INDIANAPOLIS (WPTA21) - A Republican redistricting proposal released on Tuesday would likely maintain a 7-2 GOP advantage in Indiana's congressional districts, based on recent voting trends.
It would make little change to the district representing most of northeast Indiana and held by three-term incumbent US Rep. Jim Banks, a Republican.
Analysts had been watching to see how the dominant party in the state would wield its power in the once-a-decade remapping effort.
While some states have taken steps to limit political influence, the party with the advantage in the legislature holds sway in Indiana.
Tuesday's release included a proposal for each of Indiana's congressional and state House districts.
While changes must be made to address shifting populations, Indiana did not lose or gain a seat in Washington in the most recent US Census and the changes here are not among the most closely watched by political analysts.

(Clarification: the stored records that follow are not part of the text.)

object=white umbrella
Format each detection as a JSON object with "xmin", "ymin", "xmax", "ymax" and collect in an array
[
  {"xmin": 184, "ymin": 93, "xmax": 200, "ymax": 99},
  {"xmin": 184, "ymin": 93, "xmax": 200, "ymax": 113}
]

Indiana's Third Congressional District currently includes 10 northeastern counties in their entirety, along with portions of Blackford and Kosciusko counties.
The proposed map keeps the current 10 complete counties and folds in the remaining part of Blackford, for 11 complete counties. The eastern part of Kosciusko remains -- though the boundary shifts a little -- and northern Randolph County would become part of the Third District.
Politically, what is viewed as a "safe Republican" seat would maintain a strong GOP tilt.
Former Pres. Donald Trump received nearly two-thirds of the vote in the Third District in 2020, and the boundary tweaks would have done little to change that result.
The most significant shift in party appeal if the proposal is approved would come in the Fifth District, which would become significantly more "red."
First-term US Rep. Victoria Spartz, a Republican, holds that seat.
Some analysts and insiders had been watching to see if Republicans would try to "crack" the First Congressional District, held by Democratic US Rep. Frank Mrvan.
A "crack" would involve redrawing boundaries in a way that would eliminate what is currently an advantage to one party by moving some voters into another district and "importing" an area that tends to vote with the opposition.
Early assessments suggested no such effort was made.
The current Indiana congressional delegation includes 7 Republicans and 2 Democrats.
Indiana's Democratic Party has been critical of the process, including what it has characterized as a limit on public participation.
In a statement on Tuesday, chairman Mike Schmuhl said the propowed maps "keep in place a broken system where self-serving politicians benefit at the expense of Indiana families."
A proposal for new state House districts is also being studied. Proposed state Senate boundaries have not yet been released.